We are currently in the Islamic holy month of Ramadan 2013 in which Muslims abstain from food, drink and sexual relations between the break of dawn and sunset. This year in the UK the period of fasting is around 18 to 19 hours and Muslims in other parts of the world, such as Scandinavia, fast for even longer. Many, Muslims and non-Muslims alike, will be asking why do this? Why avoid fulfilling the desires which are a fundamental part of our make up as humans?
To answer this question, I will firstly go to the Quran, which Muslims believe is the word of God. In the second chapter, He says:
"O you who believe! Observing the fast is prescribed for you as it was prescribed for those before you that you may become God-conscious." - (Qur'an 2:183).'
This verse explains that Ramadan is a month of training and a time for increasing a Muslim's closeness to God. As well as fasting, Muslims are also strongly encouraged to pay extra attention to their actions. Using bad language and talking badly of people are not permitted at anytime especially during Ramadan.
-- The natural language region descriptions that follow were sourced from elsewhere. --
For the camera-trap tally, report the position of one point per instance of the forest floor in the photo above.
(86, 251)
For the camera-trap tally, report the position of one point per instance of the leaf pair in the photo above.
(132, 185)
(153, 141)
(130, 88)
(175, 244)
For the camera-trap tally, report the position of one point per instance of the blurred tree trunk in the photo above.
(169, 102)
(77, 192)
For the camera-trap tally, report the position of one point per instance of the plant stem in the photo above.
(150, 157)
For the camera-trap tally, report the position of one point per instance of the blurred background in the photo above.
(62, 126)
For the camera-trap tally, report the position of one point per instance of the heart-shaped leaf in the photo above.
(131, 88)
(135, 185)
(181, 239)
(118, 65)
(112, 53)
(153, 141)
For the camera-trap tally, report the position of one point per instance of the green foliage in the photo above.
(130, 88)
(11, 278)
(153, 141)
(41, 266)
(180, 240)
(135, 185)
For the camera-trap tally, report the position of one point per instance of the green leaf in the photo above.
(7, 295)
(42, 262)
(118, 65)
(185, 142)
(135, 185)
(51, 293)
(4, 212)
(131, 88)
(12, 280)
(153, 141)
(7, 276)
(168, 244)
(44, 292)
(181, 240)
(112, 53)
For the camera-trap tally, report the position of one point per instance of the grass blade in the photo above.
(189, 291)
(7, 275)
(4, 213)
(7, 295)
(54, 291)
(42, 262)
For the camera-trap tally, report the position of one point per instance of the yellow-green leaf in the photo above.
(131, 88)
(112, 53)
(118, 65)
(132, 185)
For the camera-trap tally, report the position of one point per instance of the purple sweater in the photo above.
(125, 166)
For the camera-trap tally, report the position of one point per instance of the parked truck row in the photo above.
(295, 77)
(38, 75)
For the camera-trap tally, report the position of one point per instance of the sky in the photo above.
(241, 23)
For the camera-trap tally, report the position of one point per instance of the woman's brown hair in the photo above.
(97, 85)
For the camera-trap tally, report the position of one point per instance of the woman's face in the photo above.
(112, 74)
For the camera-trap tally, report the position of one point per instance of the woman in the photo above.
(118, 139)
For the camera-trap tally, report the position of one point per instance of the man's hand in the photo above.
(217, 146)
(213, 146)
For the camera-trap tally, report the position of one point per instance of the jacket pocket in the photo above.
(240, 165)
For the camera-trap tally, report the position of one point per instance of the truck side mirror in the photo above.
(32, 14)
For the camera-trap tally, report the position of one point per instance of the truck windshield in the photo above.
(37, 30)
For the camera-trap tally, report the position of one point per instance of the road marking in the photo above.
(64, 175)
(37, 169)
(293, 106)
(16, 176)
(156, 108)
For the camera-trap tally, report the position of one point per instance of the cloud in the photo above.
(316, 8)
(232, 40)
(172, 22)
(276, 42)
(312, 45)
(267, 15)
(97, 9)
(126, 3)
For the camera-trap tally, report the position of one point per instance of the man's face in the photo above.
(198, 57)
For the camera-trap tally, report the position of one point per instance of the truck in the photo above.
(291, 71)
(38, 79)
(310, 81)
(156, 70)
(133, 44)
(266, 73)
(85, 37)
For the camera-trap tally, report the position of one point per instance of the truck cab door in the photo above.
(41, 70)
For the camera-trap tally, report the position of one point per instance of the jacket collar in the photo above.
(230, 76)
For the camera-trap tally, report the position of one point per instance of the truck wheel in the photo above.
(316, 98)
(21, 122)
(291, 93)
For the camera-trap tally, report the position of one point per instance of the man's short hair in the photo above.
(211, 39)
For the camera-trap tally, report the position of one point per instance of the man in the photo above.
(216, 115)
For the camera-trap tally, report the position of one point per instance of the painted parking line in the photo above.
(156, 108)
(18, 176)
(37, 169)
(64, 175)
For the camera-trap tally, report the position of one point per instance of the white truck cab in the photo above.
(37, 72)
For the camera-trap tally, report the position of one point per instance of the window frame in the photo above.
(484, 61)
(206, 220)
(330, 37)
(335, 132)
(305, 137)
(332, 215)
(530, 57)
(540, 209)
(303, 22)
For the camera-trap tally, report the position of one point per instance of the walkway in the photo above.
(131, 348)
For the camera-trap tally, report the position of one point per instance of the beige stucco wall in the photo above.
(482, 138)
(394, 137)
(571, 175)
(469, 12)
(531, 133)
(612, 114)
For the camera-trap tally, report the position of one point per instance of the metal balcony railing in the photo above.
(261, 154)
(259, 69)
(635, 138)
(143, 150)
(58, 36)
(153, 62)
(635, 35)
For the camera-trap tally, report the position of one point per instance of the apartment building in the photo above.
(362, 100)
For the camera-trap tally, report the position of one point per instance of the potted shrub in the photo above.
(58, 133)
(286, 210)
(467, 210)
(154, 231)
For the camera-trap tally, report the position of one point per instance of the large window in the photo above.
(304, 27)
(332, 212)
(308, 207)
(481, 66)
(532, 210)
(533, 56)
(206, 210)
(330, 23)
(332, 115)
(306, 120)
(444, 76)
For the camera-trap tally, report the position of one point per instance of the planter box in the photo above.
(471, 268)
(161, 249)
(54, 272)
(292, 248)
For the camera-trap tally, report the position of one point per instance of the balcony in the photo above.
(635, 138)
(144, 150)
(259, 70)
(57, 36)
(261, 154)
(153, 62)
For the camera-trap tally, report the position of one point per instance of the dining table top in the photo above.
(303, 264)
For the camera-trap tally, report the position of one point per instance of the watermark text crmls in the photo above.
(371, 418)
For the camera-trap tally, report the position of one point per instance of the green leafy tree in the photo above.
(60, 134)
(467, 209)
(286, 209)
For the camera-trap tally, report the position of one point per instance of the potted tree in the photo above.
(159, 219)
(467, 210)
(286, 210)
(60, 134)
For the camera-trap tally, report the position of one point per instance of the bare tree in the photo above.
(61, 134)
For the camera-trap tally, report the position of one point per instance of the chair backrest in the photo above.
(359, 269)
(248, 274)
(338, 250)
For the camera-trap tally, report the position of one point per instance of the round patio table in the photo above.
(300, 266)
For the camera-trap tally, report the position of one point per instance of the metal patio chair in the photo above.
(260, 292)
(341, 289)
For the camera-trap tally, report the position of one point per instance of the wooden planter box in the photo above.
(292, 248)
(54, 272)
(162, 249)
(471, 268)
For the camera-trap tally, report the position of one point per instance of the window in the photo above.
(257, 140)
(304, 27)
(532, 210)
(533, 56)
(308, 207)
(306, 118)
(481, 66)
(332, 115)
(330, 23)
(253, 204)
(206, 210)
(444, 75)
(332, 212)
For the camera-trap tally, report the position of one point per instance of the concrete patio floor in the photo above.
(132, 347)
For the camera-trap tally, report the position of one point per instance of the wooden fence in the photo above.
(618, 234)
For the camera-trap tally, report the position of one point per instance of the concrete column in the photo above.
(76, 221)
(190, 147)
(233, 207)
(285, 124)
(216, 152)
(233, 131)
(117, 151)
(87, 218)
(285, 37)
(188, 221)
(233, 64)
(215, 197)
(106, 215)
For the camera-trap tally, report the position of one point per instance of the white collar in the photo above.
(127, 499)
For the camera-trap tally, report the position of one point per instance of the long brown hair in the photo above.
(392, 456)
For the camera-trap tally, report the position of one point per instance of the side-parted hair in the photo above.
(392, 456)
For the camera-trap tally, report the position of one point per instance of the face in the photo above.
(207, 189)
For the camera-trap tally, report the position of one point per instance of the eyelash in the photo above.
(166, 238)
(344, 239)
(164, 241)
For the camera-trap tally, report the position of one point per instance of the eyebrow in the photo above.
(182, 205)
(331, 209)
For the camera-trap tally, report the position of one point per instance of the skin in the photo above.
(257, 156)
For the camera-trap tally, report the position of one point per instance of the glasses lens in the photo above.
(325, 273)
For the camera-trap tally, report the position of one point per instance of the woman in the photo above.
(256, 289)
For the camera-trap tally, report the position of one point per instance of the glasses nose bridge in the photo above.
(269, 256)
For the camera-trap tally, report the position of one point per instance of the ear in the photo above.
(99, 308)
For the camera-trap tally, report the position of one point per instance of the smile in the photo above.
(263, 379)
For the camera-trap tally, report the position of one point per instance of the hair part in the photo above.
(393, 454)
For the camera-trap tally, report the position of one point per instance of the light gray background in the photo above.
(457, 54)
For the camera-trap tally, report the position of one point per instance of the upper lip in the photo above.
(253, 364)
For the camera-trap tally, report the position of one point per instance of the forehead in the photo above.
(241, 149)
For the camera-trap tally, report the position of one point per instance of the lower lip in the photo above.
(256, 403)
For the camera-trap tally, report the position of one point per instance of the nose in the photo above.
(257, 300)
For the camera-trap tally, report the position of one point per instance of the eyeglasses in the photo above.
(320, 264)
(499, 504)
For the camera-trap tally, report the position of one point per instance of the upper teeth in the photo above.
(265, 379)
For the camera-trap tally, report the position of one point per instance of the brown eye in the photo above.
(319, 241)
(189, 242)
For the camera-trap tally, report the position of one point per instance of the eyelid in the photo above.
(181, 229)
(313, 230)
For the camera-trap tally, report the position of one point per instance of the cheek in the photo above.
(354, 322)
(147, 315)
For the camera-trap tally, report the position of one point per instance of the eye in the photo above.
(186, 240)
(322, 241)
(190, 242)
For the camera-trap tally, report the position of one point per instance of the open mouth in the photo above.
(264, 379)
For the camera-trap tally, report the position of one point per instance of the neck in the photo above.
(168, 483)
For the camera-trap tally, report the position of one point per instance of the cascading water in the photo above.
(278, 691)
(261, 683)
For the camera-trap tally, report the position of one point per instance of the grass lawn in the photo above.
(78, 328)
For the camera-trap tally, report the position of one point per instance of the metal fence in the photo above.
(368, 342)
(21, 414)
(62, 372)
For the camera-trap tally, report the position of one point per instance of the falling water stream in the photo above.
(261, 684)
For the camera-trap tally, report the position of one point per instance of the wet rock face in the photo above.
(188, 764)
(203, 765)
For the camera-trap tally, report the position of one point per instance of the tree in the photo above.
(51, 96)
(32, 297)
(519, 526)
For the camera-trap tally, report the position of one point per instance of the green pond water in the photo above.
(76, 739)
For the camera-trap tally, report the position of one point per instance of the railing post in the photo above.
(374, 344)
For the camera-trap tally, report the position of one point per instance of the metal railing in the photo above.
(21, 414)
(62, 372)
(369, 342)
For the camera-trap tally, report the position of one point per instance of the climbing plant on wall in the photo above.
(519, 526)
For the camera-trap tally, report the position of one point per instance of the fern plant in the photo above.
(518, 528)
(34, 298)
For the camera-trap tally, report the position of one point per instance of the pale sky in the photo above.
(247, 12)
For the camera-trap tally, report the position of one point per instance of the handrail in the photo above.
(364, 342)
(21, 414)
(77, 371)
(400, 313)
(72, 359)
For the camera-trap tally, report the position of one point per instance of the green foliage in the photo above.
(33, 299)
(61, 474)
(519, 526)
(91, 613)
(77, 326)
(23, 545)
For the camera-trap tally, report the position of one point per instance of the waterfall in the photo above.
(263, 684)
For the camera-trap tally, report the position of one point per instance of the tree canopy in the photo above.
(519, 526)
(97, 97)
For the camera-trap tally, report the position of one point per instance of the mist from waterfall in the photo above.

More time is spent in prayer, most notably in the Teraweeh prayers after the normal night (Isha) prayer; reading and reciting the Quran and giving generously towards charity.
Throughout their lives, Muslims believe that everything they do, good and bad, is recorded and presented back to them as part of their individual accountability in the Hereafter. Ramadan is a time when the reward for each good deed is multiplied, encouraging Muslims to be on their best behaviour; striving to do good and better their character during the month.
At this point you may be thinking what has fasting got to do with becoming a pious person? I read a great article which explored the benefits of fasting. It discussed that urges for food, drink and sexual relations are some of the most pleasurable desires to fulfil yet at the same time can also cause great harm, in this life and in the Hereafter. Many of us will have heard about the increasing numbers of people who are obese in the UK and the detrimental impact this has on health. Serious illness and even deaths result from people eating too much. Promiscuity also brings its health risks along with the damage to relationships, families and ultimately wider society.
The goal is not to ignore these desires completely as Islam does allow us to fulfil them. However it is important to regulate them and ensure they are fulfilled appropriately and in a way that benefits us as individuals and as a society. Fasting helps us learn to control these desires and pay closer attention to our purpose and submit only to God.
As we come towards the end of this month it is important for Muslims to remain focused on the purpose of Ramadan. It is a time of training any progress made in self-development should be carried forward. Fasting doesn’t have to end when Ramadan is over; it can continue throughout the year, something which is encouraged twice a week on Mondays and Thursdays, as practiced by the Prophet Muhammad (peace be upon him). We should continue to recite and study the Quran and not allow it to gather dust and continue to observe our behaviour throughout the year.
I hope that your Ramadan has been beneficial so far and that we can all make the most of the final days, God willing.